There's Something in the Water: Netflix Movie Review
From four decades of water contamination in Crestwood, Illinois to the Flint water crisis, the story of people paying the penalty for poor corporate practise sadly isn’t an uncommon story. But it’s not something the world expects from Canada.
Nova Scotia-born Ellen Page acknowledges the juxtaposition between surface and underbelly in her 70-minute documentary There’s Something in the Water. This sobering portrayal allows viewers to step away from Canada’s progressive images of universal health care, marriage equality and all-embracing warmth long enough to allow a long gaze at the country’s legacy of colonialist subjugation and corporate neglect.
Inspired by Ingrid Waldron’s book ‘There’s Something in the Water’, Page and her co-director/producer Ian Daniels (they worked together previously on Gaycation) take to the road to explore three of Nova Scotia’s worst-affected communities. Their unadorned documentary features interviews with activists and community-members whose neighbourhoods have been stricken by escalating numbers of cancer sufferers, exposing how minority and marginalised populations have paid, and are continuing to pay, the penalty for corporate and political disinterest.
“If you look at a map of Nova Scotia and you plot out the points where black and indigenous communities are located and then you mark where landfills and toxic industries are placed, a disturbing connection becomes clear", Page observes.
Shelburne County once boasted the highest population of freed black people in North America, however the community never experienced any real level of equality to their white counterparts. That was made very clear by the introduction of a dump in the 1940s, which led to a number of disturbing ramifications. The company regular burned parts of the landfill, which turned the air around the community into rank, thick smog, while the dump itself leeched high levels of arsenic and E.coli into the water. The result was that the area inherited the highest rate of multiple myeloma - a cancer of the plasma cells.
Louise Delisle, an activist who was told by local politicians to ‘stop playing the racism card’ comments, “It’s killing us. We didn’t put that there. Our families didn’t ask for that. And now we’re reaping the fallout from that by losing the ones we love. Racism… is still here. And my speaking out about it has separated me from some members in my community who don’t want to talk about it”.
Three hours north of Shelburne County is the film’s second stop, Boat Habor, Pictou Landing First Nation: home to the indigenous Mi’kmaq people. There’s a legacy of struggles between indigenous communities and the Canadian government, with its corporate, and often insidious, self-interests and we see the heartbreaking effects this has had on the Mi’kmaq people. Michelle Francis-Denny, an impassioned mouthpiece for her community, relays Scott Paper Companies introduction of a paper mill in 1965.

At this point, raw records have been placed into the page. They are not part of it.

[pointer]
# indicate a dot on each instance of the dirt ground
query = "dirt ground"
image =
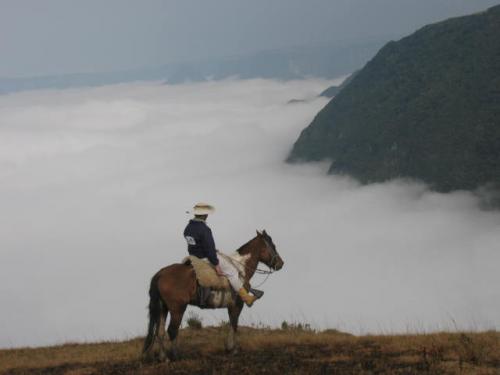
(264, 351)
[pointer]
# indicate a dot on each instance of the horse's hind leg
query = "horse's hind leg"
(234, 314)
(161, 333)
(173, 328)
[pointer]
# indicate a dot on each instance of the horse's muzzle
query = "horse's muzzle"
(279, 264)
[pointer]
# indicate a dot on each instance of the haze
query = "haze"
(94, 185)
(60, 36)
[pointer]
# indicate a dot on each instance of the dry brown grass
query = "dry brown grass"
(291, 351)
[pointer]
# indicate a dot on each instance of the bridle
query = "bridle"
(272, 263)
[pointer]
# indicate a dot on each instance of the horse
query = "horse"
(175, 287)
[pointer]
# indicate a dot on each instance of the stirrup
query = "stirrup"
(256, 292)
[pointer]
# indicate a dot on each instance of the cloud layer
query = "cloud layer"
(94, 184)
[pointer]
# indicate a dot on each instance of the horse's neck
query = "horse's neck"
(250, 249)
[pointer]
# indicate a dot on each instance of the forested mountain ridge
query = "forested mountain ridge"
(425, 107)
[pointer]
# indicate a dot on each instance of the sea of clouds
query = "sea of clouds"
(94, 185)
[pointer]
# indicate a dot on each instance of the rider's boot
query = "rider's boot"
(247, 298)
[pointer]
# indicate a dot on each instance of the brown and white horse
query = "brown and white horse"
(174, 287)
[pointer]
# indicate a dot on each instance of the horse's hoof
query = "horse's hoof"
(174, 355)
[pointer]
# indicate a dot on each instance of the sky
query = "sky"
(94, 185)
(68, 36)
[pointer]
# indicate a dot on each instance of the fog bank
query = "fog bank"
(94, 185)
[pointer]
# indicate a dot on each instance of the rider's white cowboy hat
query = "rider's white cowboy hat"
(202, 209)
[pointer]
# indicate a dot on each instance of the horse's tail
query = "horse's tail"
(155, 306)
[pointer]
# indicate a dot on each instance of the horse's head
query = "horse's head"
(268, 253)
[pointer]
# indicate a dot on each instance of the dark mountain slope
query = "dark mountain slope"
(426, 107)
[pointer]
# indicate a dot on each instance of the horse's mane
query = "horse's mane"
(242, 247)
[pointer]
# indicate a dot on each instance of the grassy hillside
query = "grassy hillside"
(426, 107)
(291, 351)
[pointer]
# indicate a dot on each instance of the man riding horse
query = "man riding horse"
(201, 244)
(176, 286)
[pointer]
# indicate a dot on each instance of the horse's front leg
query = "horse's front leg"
(234, 315)
(173, 329)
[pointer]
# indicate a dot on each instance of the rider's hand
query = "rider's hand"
(219, 271)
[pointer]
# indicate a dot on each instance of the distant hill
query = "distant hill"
(425, 107)
(334, 90)
(327, 61)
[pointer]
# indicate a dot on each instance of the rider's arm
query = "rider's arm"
(210, 247)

Despite assurances of no impact, the mill decimated the landscape, destroying all fisheries in a matter of days. The community was blighted by sadness and anger as their native home and traditional ways of living were laid to waste along with the environment. As a result, substance abuse, suicide and cancer rates rose. A tearful Denny comments, “I often wonder, if this didn’t happen, would we have had a chance to live in a way where we could grow old together?”

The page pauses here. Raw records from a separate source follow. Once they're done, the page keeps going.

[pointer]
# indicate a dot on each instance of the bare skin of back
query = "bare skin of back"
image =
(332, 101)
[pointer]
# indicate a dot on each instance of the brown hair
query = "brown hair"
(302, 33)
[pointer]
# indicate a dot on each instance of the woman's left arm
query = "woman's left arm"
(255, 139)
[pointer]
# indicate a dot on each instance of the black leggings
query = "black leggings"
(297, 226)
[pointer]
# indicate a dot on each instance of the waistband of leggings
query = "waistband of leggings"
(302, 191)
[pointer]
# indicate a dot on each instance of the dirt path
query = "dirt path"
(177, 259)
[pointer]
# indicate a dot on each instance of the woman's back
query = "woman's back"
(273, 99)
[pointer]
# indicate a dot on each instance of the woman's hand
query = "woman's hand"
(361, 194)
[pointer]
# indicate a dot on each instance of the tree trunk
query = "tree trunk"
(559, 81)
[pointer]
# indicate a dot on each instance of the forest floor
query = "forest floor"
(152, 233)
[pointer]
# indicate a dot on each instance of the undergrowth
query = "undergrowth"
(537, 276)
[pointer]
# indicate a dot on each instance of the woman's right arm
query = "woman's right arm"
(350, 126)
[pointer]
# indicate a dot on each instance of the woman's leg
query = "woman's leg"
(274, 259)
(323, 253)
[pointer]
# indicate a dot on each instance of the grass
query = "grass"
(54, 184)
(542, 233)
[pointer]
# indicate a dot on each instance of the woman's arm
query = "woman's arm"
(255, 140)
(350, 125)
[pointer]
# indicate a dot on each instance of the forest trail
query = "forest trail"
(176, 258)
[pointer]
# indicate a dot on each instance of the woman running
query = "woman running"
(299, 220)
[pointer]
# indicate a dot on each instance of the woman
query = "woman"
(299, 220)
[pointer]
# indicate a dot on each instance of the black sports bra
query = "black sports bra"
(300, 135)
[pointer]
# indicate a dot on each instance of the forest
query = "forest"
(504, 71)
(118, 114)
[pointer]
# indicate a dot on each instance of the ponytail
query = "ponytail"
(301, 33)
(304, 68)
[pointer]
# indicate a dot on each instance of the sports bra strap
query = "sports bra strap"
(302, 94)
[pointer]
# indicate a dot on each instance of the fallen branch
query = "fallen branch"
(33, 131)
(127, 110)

An hour away from Boat Harbor lies the film’s last stop, the town of Stewiacke, where history threatens to repeat itself. Alton Gas Corporation’s proposals to store natural gas in the salt caverns near the Shubenacadie River while dumping up to 3,000 tonnes of salt brine a day into the river is an apparent violation of treaty agreements. The effects on the natural landscape would again be devastating, as the brine dump would raise salinity levels to levels that are six times higher than what’s considered safe for fish to survive.
A group of Mi’kmaq activists known as the “grassroots grandmas” are opposing this new threat, squaring up to Alton Gas, local politicians and even prime minister Justin Trudeau himself. One activist comments, “They’re opening up our territory for business. Whether it be Alton Gas or fracking companies or rare-earth minerals or gold mines, those are all projects that affect our treaty rights,” while another observes, “Canada is not a nation, it’s a corporation. Doctrine of discovery - each and every time we asked them, “well, give us proof,” they can’t show us no proof. This is why we never get justice in this system, because we’re native, because we’re indigenous”.
This grave, unembellished portrayal of the struggles of these female community activists is sobering not just because of the breadth of the environmental racism on show, but because the suppression of these voices impact us all, globally. People’s needs have a legacy of taking the backseat to corporate interest, but where deception was once the default for companies looking to gain the upper hand, their ability to plough ahead with proposals, despite the public outcry, is now a greater concern. Where ancestral homes and civil liberties take decades if not centuries to put in place, as this documentary shows, permanent dissolution of both of these is far swifter.